[Somehow Blogger set this to post at 11:58pm (midnight) instead of 12:00pm (noon). Sorry about the delay.]
As promised in the post about Nepean Point, here is a photo of the controversial sculpture One Hundred Foot Line by New York artist Roxy Paine. Part of the controversy, aside from the regular complaining about the National Gallery of Canada spending money on art by non-Canadian artists, was a series of complaints by a certain Ottawa Citizen columnist that At 10 storeys, it screams and distracts from the star structures of that area, the Parliament Buildings. It is completely out of context.
However, As I mentioned in a photo in the previous post, about the only place you can see both the Paine sculpture and the Parliament buildings is from Nepean Point, and even then they're in opposite directions.

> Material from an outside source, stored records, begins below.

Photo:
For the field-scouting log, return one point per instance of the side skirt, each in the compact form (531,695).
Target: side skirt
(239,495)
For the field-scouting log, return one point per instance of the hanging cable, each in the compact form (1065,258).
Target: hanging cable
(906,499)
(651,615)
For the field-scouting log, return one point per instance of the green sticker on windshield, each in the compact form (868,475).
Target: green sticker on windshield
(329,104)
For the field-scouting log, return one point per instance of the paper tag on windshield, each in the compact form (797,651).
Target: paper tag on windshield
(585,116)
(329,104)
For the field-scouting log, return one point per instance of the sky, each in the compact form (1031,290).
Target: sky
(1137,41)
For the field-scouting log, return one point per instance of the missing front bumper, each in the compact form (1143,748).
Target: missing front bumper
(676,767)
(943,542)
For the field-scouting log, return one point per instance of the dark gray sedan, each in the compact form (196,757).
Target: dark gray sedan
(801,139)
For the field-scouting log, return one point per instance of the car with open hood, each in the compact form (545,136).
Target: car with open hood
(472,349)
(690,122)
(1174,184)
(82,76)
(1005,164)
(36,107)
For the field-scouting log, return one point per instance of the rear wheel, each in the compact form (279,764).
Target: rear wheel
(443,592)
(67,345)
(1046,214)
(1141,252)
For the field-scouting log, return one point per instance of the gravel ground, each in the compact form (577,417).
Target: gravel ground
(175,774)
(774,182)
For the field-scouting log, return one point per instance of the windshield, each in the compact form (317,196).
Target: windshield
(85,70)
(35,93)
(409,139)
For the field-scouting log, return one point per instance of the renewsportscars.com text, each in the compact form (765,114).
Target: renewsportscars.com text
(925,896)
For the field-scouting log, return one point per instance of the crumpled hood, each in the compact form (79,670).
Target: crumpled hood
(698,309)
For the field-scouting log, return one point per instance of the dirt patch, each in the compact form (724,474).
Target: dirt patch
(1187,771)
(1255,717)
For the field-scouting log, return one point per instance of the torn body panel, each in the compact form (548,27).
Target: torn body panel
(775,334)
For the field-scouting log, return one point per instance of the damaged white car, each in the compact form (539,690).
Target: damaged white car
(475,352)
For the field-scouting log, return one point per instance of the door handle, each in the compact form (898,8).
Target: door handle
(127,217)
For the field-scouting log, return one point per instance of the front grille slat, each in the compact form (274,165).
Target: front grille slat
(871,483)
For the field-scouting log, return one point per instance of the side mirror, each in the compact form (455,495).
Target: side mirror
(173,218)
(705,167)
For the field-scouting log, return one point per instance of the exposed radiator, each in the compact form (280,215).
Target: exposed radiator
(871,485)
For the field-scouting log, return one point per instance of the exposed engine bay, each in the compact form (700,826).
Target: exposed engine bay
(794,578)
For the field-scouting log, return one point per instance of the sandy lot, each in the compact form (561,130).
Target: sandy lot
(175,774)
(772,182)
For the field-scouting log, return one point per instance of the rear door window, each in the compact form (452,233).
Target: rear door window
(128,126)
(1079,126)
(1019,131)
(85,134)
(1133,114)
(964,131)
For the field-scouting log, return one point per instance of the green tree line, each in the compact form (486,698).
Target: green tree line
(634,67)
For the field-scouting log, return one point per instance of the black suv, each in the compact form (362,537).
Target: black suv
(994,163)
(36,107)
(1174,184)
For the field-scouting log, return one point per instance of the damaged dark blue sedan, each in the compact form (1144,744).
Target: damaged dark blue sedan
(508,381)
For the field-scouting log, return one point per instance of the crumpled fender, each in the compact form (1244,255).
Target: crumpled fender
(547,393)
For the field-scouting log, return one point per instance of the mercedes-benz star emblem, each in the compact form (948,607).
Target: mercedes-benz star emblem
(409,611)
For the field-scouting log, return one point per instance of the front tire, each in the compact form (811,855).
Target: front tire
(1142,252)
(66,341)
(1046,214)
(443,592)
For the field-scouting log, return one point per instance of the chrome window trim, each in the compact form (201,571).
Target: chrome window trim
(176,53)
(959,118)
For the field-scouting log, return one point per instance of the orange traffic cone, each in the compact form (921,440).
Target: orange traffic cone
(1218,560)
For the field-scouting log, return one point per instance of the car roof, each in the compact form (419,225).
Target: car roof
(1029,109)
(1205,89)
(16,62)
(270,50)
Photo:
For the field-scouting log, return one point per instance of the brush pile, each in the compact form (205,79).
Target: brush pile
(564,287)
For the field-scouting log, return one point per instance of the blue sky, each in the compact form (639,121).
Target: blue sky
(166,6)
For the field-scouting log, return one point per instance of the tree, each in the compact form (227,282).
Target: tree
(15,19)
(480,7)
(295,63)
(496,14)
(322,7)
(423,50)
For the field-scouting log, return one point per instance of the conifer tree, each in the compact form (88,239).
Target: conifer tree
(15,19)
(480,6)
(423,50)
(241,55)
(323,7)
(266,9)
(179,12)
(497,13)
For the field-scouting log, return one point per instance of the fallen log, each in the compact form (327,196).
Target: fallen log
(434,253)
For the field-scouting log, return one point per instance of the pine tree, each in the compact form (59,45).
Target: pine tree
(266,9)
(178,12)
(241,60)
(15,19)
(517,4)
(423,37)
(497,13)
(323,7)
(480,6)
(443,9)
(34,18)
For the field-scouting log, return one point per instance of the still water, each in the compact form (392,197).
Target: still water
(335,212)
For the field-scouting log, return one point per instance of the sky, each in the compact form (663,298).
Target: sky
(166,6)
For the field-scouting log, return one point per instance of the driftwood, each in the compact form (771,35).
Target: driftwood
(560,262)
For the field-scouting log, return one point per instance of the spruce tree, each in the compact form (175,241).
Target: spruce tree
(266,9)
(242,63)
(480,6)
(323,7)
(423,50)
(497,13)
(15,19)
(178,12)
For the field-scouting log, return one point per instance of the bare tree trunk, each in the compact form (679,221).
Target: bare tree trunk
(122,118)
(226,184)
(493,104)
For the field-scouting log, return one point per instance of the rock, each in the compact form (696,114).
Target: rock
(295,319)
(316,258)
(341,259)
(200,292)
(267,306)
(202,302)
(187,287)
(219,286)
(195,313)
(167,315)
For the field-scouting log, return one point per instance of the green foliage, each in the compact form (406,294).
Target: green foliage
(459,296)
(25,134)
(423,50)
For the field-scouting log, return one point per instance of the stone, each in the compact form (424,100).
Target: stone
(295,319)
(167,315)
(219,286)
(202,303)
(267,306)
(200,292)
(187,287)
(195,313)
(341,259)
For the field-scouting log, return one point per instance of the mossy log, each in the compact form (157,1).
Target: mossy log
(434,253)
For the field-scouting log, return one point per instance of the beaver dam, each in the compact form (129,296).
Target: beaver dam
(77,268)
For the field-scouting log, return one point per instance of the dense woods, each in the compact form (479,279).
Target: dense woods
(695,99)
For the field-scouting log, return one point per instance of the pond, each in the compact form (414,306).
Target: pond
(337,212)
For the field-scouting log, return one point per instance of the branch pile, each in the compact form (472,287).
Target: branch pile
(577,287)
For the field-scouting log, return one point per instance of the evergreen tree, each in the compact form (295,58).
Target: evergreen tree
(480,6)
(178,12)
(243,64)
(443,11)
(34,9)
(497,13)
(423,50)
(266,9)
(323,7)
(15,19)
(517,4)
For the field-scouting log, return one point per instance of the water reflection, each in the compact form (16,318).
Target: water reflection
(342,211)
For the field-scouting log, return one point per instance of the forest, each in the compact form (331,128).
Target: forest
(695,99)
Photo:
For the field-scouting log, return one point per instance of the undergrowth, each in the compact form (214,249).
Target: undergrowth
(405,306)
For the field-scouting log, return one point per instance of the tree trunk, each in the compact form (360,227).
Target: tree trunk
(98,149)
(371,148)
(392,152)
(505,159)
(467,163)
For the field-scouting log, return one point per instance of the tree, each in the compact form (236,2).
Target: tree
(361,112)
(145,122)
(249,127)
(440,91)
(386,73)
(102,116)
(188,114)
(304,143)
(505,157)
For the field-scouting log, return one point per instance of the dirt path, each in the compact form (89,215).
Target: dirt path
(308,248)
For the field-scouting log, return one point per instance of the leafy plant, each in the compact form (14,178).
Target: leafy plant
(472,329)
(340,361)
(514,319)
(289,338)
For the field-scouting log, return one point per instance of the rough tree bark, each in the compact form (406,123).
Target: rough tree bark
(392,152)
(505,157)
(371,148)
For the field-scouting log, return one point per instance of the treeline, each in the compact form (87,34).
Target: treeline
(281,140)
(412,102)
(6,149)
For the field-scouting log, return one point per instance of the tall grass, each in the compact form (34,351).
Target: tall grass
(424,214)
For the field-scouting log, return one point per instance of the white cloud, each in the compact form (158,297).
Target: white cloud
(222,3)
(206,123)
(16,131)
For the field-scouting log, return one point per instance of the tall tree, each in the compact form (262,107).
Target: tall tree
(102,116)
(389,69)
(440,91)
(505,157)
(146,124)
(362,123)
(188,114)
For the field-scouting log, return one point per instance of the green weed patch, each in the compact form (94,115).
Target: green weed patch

As for "out of context", nearly any photo of the Line from Nepean Point shows a number of other vertical interventions far less attractive (though admittedly less expensive) than the sculpture:
Just to give you an example of how obtrusive they are, I had to put my camera on a timer and stick it out as far as I could reach on my tripod just to get the Line and the National Art Gallery atrium in the same shot without a post or lamp in the way. You can just make out the tip of the restroom facility on the right at the base of the hill in both photos.
I think it looks pretty good, actually. It pretty much dominates the skyline but there's nothing else of visual interest in this direction from which it might distract. At any other angle (i.e. at ground level), the only thing you can see beyond it is trees and sky. And on a day like this one, it quite effectively disappears into the sky as though it went all the way up to the clouds.